Thursday, November 23, 2017

Genetically modifying grapevines

Image result for australian winegrapes
Genes in grapevine roots have expressed a limit on sodium.  A team from the ARC Centre of Excellence in Energy Biology were the ones to find and explore this occurrence in grapevines.  This study is important to wine makers because berries that have too much sodium are not good to make wine with.  This will have many owners of vineyard lose money because people will not come and pick the grapes for the wine, resulting in a lose of income.  More salt in grapevines will hurt the grapes, and give them an unpleasant taste when turned into wine.  Low levels of sodium in grape have been known to give off a better taste.  Dr.

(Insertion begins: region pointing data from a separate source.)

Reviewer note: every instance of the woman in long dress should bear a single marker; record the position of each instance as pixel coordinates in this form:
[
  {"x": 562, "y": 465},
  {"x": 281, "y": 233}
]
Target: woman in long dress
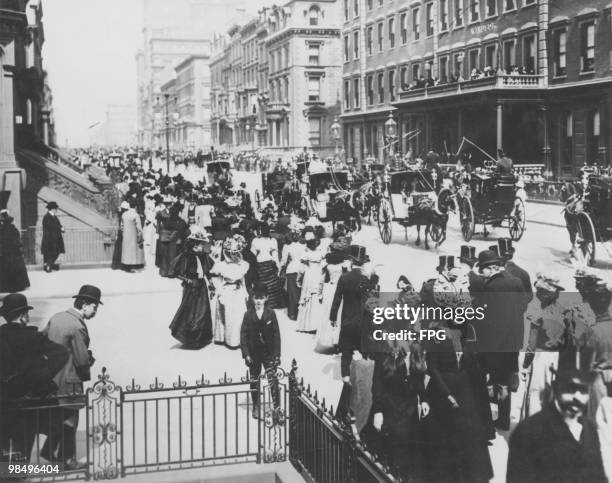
[
  {"x": 457, "y": 448},
  {"x": 231, "y": 292},
  {"x": 310, "y": 309},
  {"x": 116, "y": 262},
  {"x": 265, "y": 249},
  {"x": 291, "y": 266},
  {"x": 132, "y": 247},
  {"x": 548, "y": 336},
  {"x": 328, "y": 332},
  {"x": 192, "y": 324}
]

Jake Dunlevy from CSIRO found a specific gene that helps grapes resist the intake of sodium from their shoots.  This in turn will help them start to genetically modify these grapevines into breeding them with sodium tolerant rootstocks.  This all can be done with it is still a seed.  This saves the grapevines from having to be measured of their salt while they are growing.  Researches from all over are trying to genetically modify the DNA of grapevines now.  Places such as the United States and Europe have always had wine grapes grown there.  Australia and other places now have better options to help grow wine grapes, by supporting a breeding program.  This will have them combining the beneficial genes in grapevines to produce the best kind.  They will also be bred to perfectly serve in the Australian environment.  Doing this will help save Australia a lot of money because the level of salt in grapevines has cost about $1 billion dollars for Australia agriculture.  Genetically modifying and breeding grapevines will overall improve the taste of Australian wine, and some them money on agriculture.